The government has called for the islands of San Andres, Providencia and Santa Catalina to be remapped, for a census to be taken, and for the protection of the Seaflower Biosphere Reserve, which includes the corals, mangroves and seagrass beds that surround the islands.
The objective is to strengthen Colombia’s sovereignty rights over the archipegalo, threatened since the International Court of Justice’s (ICJ) November ruling that 30,000 square miles of Colombian maritime waters in the area be ceded to Nicaragua.
Colombia has yet to formally recognize the ruling. On Tuesday the President of the Central American branch of the ICJ warned that Colombia could face economic and political sanctions if it does not respect the rulings of the ICJ.

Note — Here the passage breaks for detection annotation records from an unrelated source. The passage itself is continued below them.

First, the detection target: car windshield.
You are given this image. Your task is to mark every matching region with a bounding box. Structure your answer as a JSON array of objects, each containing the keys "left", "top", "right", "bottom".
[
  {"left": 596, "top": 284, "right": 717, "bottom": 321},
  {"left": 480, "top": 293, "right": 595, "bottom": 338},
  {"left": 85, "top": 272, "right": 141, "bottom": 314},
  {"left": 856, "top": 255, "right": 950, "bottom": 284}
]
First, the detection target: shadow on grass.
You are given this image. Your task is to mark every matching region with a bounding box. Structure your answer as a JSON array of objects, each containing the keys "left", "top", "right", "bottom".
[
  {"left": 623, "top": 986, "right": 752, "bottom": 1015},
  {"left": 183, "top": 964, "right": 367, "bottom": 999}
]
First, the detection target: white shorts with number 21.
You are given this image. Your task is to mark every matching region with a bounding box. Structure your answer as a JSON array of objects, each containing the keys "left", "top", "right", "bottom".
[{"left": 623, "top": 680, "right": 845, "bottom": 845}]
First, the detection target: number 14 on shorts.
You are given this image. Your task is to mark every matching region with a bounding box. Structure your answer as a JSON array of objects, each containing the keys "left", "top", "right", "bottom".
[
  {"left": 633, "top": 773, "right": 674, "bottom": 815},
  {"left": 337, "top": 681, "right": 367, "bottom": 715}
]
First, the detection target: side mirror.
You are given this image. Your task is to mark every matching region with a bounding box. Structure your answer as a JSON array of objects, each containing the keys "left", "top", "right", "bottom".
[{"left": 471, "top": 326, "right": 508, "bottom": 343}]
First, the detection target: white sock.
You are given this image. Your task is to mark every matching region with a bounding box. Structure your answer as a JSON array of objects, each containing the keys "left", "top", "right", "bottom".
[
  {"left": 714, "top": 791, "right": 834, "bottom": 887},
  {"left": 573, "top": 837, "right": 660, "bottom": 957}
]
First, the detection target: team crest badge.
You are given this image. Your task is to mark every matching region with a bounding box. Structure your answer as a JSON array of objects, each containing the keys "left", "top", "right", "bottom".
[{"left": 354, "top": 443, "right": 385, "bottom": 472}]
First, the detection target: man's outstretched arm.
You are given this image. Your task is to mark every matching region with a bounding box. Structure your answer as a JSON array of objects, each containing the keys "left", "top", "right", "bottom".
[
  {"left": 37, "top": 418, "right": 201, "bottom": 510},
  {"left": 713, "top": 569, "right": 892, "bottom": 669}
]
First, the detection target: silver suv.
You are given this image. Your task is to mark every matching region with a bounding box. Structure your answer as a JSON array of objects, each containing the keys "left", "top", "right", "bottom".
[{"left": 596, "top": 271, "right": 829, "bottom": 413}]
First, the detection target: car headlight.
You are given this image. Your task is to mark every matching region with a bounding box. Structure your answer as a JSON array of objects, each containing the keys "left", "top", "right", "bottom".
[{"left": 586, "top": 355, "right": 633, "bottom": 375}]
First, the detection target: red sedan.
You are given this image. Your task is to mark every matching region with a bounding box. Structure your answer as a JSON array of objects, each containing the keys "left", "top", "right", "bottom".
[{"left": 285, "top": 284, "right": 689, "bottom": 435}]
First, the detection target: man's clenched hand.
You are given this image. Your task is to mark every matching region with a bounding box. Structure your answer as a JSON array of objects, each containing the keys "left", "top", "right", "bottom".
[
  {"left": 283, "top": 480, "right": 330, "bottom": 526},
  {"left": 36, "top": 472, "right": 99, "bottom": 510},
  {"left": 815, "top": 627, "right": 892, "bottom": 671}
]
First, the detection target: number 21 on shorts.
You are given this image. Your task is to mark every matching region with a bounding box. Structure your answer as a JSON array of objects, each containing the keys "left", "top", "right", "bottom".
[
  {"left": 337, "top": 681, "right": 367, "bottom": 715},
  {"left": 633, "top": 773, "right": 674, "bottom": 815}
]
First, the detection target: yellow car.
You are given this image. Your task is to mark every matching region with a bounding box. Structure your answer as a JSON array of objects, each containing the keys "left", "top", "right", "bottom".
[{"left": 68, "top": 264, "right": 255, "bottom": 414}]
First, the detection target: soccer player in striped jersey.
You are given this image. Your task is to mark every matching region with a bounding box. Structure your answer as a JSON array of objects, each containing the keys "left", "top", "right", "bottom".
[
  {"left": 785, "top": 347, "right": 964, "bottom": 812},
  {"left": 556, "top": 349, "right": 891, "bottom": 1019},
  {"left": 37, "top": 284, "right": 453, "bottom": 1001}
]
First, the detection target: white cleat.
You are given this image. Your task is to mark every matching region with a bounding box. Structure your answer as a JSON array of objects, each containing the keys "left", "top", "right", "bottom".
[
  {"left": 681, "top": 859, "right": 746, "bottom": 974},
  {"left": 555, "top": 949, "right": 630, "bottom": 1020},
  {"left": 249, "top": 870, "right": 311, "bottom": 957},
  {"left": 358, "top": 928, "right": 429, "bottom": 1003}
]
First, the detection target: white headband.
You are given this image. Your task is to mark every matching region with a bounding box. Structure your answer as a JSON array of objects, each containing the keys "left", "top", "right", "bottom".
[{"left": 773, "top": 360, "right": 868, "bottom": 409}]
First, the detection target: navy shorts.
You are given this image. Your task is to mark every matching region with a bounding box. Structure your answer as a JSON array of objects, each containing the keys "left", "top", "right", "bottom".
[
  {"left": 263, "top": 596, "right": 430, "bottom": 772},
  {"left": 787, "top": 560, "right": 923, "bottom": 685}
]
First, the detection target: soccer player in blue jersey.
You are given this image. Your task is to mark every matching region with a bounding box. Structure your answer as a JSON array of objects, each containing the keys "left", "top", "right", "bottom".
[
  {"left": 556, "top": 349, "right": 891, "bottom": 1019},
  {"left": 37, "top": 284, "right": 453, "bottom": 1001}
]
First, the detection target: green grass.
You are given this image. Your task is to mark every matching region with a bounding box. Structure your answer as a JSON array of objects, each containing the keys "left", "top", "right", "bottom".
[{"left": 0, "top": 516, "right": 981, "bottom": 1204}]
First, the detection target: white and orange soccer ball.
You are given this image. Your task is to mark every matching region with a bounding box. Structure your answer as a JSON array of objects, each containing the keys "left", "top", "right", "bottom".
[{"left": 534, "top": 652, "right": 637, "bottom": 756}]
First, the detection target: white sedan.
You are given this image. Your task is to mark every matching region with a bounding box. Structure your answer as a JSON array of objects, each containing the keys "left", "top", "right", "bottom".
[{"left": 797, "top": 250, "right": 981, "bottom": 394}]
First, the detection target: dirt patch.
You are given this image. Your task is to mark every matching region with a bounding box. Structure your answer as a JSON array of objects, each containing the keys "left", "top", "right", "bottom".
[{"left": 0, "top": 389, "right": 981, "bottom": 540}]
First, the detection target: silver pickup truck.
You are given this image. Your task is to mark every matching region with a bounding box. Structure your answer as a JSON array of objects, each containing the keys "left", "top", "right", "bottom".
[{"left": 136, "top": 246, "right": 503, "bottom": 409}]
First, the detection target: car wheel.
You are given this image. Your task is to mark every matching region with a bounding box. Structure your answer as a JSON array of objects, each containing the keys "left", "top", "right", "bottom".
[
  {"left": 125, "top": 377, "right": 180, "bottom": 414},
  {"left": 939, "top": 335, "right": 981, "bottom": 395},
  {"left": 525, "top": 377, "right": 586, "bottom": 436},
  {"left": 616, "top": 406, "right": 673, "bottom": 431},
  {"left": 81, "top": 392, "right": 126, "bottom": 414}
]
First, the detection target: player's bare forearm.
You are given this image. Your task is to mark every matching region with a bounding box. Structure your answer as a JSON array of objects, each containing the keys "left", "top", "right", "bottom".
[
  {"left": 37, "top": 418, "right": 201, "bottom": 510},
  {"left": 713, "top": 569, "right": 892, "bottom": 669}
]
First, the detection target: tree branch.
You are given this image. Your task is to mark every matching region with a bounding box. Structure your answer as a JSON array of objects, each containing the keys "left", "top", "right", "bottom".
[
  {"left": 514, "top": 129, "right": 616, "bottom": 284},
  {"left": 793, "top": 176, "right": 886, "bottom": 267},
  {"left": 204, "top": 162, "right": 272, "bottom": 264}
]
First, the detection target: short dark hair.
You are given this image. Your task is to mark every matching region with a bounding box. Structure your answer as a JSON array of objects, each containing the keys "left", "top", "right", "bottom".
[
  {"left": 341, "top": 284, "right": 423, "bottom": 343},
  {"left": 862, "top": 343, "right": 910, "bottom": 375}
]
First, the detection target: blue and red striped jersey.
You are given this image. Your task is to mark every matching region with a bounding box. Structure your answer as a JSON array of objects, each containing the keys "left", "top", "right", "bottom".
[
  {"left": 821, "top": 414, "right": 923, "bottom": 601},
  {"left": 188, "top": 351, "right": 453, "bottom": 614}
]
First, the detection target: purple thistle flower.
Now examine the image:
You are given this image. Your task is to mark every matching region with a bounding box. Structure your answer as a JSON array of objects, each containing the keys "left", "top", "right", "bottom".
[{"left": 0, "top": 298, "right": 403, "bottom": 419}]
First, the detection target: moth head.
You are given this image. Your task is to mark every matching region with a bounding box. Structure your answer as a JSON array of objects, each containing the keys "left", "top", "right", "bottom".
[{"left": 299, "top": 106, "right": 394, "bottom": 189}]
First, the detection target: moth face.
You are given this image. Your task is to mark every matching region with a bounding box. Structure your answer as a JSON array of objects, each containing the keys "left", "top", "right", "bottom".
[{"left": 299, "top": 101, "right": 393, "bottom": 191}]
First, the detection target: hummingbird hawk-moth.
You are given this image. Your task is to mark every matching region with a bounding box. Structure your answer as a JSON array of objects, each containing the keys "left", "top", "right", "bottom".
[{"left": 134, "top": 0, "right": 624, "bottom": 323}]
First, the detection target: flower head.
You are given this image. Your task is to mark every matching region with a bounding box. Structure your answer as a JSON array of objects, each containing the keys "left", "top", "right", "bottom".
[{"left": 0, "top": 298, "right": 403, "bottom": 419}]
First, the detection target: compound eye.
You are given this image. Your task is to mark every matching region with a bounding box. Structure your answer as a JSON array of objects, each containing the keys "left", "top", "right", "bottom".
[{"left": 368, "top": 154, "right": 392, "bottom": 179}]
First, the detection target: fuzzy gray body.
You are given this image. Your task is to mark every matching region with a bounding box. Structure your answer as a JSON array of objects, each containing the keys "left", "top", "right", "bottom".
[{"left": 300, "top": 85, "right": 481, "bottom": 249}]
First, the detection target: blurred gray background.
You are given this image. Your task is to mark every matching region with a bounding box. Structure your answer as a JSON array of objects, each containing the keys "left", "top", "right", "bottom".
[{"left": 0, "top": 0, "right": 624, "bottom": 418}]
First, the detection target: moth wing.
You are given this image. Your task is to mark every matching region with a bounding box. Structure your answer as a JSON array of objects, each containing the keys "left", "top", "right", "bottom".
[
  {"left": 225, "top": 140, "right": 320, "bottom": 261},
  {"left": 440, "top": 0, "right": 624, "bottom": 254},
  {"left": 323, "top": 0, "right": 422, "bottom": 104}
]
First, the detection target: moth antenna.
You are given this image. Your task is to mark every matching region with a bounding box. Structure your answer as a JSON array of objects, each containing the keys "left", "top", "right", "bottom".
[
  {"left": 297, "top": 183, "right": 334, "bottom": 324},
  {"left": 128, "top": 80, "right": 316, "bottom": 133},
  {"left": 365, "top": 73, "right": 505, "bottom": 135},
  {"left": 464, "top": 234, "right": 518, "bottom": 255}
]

On the same day Colombia’s government published an outline of concrete measures it would be taking in the face of the ICJ ruling, the first of which reportedly involves the remapping of the archipelago.
The idea is to define the archipegalo’s territorial limits using “analysis of technial aerial photographs” taken between 2011 and 2012. They also hope to establish the extent of the continental shelf and those areas that might be “susceptible to natural disasters.” Any map would additionally draw out the borders of the Seaflower Biosphere Reserve, which was made part of the UNESCO’s World Network of Biosphere Reserves in 2000.
The second measure mentioned in the decree involves conducting a census to determine the socio-economic and the demographic makeup of the population. This will detail the ethnic roots of the people, in the hope of putting in place guarantees to conserve their culture and ancestral rights.
The Colombian government considers the ruling of the ICJ to violate the human rights of the people of the archipelago, and so establishing their cultural and ancestral rights is a key part of the government’s legal case.
“The proposal is meant to guarantee the continuity of the ancestral home of the people and their protection as an ethnic group,” says the decree, the third of its kind since the ruling of the ICJ.
The government backed up its rhetoric on Wednesday by unveiling a new military patrol boat that will be sent to the San Andres archipelago. It cost $60 million and boasts two cannons, of 40mm and 20mm respectively, a helicopter and a speed boat. Apart from protecting Colombia’s maritime borders in the area, it will also conduct search-and-rescue missions and will help with disaster relief.